Здесь следует пояснить, что мы жили в гористой местности, где часто случались летние грозы, которые вызывали бурный подъем воды даже в самых маленьких речушках.
И вот в один из таких дней наши подросшие утята отправились маршрутами смелых утолять свой неутолимый голод. Я вообще поражался их прожорливости. Говорят, что утки умеют все: летать, плавать, нырять, ходить, и что все это они делают плохо. Но я знал, что есть нечто такое, что они делают лучше всех. Они лучше всех ели. Если бы они не ходили на речку, то, наверное, мы не смогли бы их прокормить.
Итак, вереница наших утят ушла на речку, а на небе стали сгущаться тучи. Они были свинцовые, грозовые. Пролетел бурный порыв ветра и пошел дождь. Потом засверкали молнии, загрохотал гром. Началась гроза. Я зашел в дом. Родители с утра уехали к родственникам и должны были вернуться к вечеру.
Я забыл про утят.
Дождь лил, как из ведра.
Я подошел к окну, из которого открывался вид на нашу речку. Вода быстро прибывала, уровень поднялся уже почти на метр.
И тут я сообразил.
Уже подбегая к кромке воды, я услышал испуганные крики несчастных утят.
Они забились под противоположный берег и пытались сопротивляться бурному течению. Но, видимо, они совсем выбились из сил. Они пищали жалобными, тонкими голосами.
Я стал их звать: "Ути-ути-ути!"
Какое там — "ути-ути"!
Утята были в шоке и не реагировали на мои призывы.
И что я буду с ними делать? Как мне их спасти?
Решение пришло неожиданно.
Я снова рванул домой и, схватив в сарае два ведра с крышками, прибежал обратно на берег речки. Вода все прибывала и прибывала.
Теперь предстояло очень неприятное занятие.
Но деваться было некуда, и я полез в воду.
Казалось, течение вот-вот снесет меня. Вода была мне почти по горло. Помогая себе руками, я приблизился к утятам. Я думал, что они обрадуются мне, их спасителю, и сами полезут в руки, но случилось совсем наборот.
Они меня испугались.
Я пытался их ловить, а они, из последних сил работая лапами, старались не даться мне в руки. Течение стало их подхватывать, они снова лезли под берег, но поскольку опасность в лице меня все равно была рядом, утята не могли придумать ничего лучше, как нырять под воду. Это было ужасно.
Нужно было угадать, где утенок вынырнет. А он, вынырнув, снова нырял.
Почему я не стал нырять следом за ними — не знаю.
Наконец, я поймал первого утенка и, держа его над собой двумя руками, пошел с ним к берегу. Спасенный орал так истошно, словно прощался с жизнью.
Хорошо, что я взял ведра с крышками.
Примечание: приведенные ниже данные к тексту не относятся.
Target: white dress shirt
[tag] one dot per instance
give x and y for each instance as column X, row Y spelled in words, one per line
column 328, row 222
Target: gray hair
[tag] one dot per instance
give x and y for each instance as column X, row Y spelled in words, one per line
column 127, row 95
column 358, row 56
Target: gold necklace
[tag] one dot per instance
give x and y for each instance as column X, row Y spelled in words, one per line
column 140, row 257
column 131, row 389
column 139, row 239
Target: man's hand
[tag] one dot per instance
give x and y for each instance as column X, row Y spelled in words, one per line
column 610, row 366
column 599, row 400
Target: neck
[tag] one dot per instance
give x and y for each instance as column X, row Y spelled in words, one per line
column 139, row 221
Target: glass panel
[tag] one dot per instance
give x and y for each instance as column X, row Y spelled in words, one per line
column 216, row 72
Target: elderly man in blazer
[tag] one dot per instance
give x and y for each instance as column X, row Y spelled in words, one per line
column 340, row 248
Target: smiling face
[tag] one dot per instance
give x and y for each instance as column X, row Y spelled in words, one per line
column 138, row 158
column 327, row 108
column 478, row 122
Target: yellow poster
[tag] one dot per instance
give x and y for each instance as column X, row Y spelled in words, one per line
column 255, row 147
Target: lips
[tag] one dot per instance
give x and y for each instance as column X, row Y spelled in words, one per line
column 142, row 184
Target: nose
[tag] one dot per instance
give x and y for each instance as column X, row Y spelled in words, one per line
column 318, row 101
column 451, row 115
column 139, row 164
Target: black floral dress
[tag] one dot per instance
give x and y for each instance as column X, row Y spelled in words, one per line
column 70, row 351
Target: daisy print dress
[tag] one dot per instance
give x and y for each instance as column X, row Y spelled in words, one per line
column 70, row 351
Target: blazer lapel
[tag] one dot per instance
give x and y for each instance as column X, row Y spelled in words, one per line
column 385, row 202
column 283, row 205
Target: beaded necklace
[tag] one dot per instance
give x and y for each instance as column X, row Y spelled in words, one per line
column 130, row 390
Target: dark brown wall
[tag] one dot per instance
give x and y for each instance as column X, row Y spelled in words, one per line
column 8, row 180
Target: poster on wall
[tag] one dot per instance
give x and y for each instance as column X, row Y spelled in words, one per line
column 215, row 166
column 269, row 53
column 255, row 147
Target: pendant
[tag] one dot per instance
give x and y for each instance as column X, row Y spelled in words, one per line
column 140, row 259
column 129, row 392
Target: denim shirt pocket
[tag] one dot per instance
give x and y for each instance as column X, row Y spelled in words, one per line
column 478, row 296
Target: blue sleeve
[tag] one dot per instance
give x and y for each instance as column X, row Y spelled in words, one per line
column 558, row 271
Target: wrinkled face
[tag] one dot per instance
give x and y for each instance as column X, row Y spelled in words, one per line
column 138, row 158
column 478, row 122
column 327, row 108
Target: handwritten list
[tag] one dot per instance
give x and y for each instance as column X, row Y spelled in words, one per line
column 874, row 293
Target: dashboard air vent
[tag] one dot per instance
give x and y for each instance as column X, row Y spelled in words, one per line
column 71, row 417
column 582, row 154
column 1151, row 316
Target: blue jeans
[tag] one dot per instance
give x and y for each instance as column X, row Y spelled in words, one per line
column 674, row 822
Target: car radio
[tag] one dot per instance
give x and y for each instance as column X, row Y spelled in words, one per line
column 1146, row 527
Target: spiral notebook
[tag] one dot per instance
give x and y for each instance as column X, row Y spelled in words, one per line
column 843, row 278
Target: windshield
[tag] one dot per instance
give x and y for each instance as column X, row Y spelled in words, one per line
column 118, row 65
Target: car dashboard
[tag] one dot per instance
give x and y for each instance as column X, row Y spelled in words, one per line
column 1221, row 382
Я положил утенка в ведро и закрыл сверху крышкой. И он сразу притих. А я снова кинулся в холодную воду.
Так я переловил всех утят. А дождь все хлестал и хлестал.
Продрогший, промокший до нитки, но гордый и довольный тащил я к дому два ведра с утятами. Очутившись в сарайчике, они побежали от меня в сторону.
Неблагодарные твари!
Они так и не осознали, что я их спас. Но самым неприятным было для меня то, что утята оказались на редкость злопамятными. С этого дня я стал для них смертельным врагом. Едва завидев меня, они испуганно прятались. Это было очень обидно. Я незаметно подходил к заборчику, за которым они паслись и видел, что один из утят стоит на страже остальных. Он внимательно смотрел вокруг.
Я знал — он высматривает меня.
Потому что стоило мне появиться, как стоящий на посту утенок издавал характерный тревожный крик и все его братья и сестры убегали в сторону.
На других людей, даже на чужих, они реагировали спокойно.
Когда мама приносила им еду, они радостно ковыляли к ней навстречу.
Если ту же еду приносил я, то они убегали и старались спрятаться.
Помнится, что даже когда утята выросли и их нежный, желтый пух сменился на жесткие, белые перья, даже и тогда они продолжали держать на меня зло.
Никакие заискивания с моей стороны не помогали.
Ни то, что я старался кормить их лучше, чем, например, кур. Ни то, что я разрешал им до отвала плескаться в речке.
Утки прекрасно помнили, что я был причастен к тому ужасу, который они пережили однажды. Я был для них монстром. Динозавром.
Я думаю, что в их примитивном мозгу соединились воедино: молния, гром, гроза, ливень, бурный подъем воды в речке, быстрое течение, и я, пытающийся в эти страшные минуты поймать их.
Они так и не поняли, что я хотел их спасти.
Горькое чувство досады еще долго не покидало меня.